Mattox's lawyer, Hal St. Clair, who lives in Clifton Forge and has an office in Covington, will try to have the case thrown out at a pretrial hearing today. "The charges in some cases are 23 years old," St. Clair said. "We feel like the Rev. Mattox has a constitutional right to a speedy trial. . . . It's very difficult to defend anyone against something that happened 23 years ago."

St. Clair should have no trouble finding character witnesses for Mattox.

Not untypical of the town's reaction is that from Robert Drewry, a City Council member: "Whatever the needs are, he is always the first guy that comes around and offers support. . . . Many people outside of his congregation will go outside of their pastor and go to him when they have a family crisis."

If St.
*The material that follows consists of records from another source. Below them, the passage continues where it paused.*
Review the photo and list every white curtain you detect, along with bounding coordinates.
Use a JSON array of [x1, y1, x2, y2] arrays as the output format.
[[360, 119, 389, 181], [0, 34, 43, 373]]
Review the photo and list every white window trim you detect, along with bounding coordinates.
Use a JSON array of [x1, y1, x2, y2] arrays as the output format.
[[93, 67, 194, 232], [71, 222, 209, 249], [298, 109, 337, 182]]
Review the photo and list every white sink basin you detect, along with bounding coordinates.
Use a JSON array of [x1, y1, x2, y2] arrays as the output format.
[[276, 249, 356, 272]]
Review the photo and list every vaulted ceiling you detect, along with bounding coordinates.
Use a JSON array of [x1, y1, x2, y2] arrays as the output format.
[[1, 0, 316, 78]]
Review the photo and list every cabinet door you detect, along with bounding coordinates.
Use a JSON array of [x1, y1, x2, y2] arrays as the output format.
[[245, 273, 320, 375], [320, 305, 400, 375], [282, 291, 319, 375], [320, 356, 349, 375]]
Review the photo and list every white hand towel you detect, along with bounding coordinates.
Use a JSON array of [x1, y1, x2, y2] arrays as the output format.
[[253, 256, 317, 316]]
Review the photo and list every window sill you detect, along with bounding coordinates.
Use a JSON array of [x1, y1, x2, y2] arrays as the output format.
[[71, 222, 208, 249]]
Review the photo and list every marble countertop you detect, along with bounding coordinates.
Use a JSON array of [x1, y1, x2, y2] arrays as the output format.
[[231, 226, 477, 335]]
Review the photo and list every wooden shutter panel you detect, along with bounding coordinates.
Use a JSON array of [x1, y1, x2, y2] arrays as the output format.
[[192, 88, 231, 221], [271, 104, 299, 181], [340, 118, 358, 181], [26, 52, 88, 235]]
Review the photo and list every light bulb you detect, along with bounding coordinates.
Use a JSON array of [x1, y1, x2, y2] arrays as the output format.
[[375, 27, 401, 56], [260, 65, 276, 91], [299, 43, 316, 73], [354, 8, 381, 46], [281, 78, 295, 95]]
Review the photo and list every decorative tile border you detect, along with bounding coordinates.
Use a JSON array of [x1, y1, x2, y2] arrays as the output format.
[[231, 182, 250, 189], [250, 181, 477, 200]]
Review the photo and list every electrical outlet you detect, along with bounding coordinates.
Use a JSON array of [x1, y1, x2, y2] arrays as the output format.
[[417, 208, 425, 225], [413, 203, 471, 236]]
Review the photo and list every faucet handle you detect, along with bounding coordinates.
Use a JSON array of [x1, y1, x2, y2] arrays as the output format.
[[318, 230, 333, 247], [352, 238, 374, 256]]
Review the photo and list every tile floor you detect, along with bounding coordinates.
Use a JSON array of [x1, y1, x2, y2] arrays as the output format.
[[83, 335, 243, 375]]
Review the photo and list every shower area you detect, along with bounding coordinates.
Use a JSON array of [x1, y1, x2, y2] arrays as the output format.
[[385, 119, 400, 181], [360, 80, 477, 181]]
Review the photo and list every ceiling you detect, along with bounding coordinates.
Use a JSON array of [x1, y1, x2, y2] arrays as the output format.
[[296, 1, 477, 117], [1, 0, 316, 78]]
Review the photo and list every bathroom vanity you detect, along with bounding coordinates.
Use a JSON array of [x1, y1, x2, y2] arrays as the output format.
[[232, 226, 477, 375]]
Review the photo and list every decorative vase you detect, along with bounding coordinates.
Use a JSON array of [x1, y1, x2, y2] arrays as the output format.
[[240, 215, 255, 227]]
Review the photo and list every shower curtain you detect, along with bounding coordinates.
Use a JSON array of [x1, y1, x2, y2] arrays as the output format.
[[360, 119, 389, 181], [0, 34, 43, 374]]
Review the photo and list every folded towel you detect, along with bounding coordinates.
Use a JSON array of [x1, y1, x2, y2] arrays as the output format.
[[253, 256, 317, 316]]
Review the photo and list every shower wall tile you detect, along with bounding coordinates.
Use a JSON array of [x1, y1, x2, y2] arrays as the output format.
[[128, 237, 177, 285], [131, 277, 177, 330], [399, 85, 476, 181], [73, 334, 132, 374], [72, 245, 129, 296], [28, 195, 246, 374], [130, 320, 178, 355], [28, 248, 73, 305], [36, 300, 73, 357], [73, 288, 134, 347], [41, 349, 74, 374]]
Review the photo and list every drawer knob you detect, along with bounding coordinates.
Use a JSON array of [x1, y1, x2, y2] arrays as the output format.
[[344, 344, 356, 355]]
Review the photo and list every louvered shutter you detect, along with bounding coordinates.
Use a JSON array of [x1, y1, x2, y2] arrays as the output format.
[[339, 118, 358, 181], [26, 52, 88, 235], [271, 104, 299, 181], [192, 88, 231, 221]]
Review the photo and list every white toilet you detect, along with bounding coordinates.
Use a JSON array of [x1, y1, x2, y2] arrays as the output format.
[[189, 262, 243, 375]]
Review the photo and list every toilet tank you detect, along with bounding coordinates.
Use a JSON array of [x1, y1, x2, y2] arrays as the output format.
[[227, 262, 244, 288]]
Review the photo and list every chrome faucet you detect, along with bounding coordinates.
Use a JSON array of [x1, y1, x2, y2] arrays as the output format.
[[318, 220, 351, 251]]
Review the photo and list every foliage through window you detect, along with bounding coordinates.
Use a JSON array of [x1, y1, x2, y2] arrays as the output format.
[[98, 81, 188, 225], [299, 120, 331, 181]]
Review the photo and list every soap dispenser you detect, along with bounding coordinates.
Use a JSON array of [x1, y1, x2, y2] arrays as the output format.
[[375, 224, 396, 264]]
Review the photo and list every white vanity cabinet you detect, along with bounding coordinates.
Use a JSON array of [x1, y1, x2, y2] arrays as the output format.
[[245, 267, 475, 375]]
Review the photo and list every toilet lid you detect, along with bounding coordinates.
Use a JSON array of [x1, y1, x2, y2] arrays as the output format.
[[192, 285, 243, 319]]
Clair is not able to have the case dismissed, he will challenge the prosecutor's attempts to close it, he said.

Crackel, the prosecutor, said the privacy rights of the women must be protected to avoid the risk of discouraging them from testifying. Also, by leaving the women anonymous in the indictments, Crackel has room to negotiate a plea bargain with Mattox's lawyer without having to name the women publicly.

The women, he said, all had experienced sudden memories of the incidents.

Such cases are inherently difficult for juries because they often rely on the word of one person against another. Therefore, the credibility of the witnesses may be paramount.

In trying to close the Mattox case to the public, Crackel said he will rely on a ruling by the Virginia Supreme Court. But he said he could not remember the name of the case and did not return phone calls from a reporter inquiring about it later.

Swaim, the former church deacon, said he is outraged that the women have not been named. Swaim, who is perhaps Mattox's staunchest defender, says, "I don't think there is a human being in the world I love any more [than Mattox].

"I am disgusted as hell, to tell you the truth, and I can't understand how a grown woman can be called Jane Doe and accuse a grown man of something," he said. "How can a judge permit somebody to remain anonymous and really crucify a person?"

Several legal experts were skeptical, too.

"I can't imagine them allowing him to close the entire trial," said Ronald J. Bacigal, a law professor at the University of Richmond. "While they are juveniles, they can be protected."

The state's high court ruled several years ago that "even if the parties all agree to close the trial, then the press has an independent right to have a public trial," Bacigal said.

"Not only are we not talking about the defendant not being a juvenile, we are talking about the victims not being juveniles," said Earl C. Dudley Jr., a University of Virginia law professor. "I can't believe it is constitutionally appropriate to close it. There is a very strong presumption in favor of an open trial."

Confidentiality is what some in the church want.

"It is a very private matter between him and the people involved," said Richard Van Lear, the current chairman of the board of deacons. "We need to have Christian concern for all parties involved, . . . and this Christian concern is to allow them their privacy."

Swaim said the accusations were not new. Several years ago, sexual complaints about Mattox were taken to the deacons, he said, but he gave no details.

"I never heard anybody who ever had one bad word to say about him until he started to be accused of these things two or three years ago," Swaim said. "He had been accused of some wrongdoing by a couple of members of the church, but the board made it very plain they are 100 percent behind him. Well, almost 100 percent.

". . . For some reason or another, the deacons chose to . . . not really discuss it."

Van Lear, asked if complaints about Mattox ever had been brought to the deacons before, said: "I wouldn't want to respond to that. Obviously, someone has been bending your ear."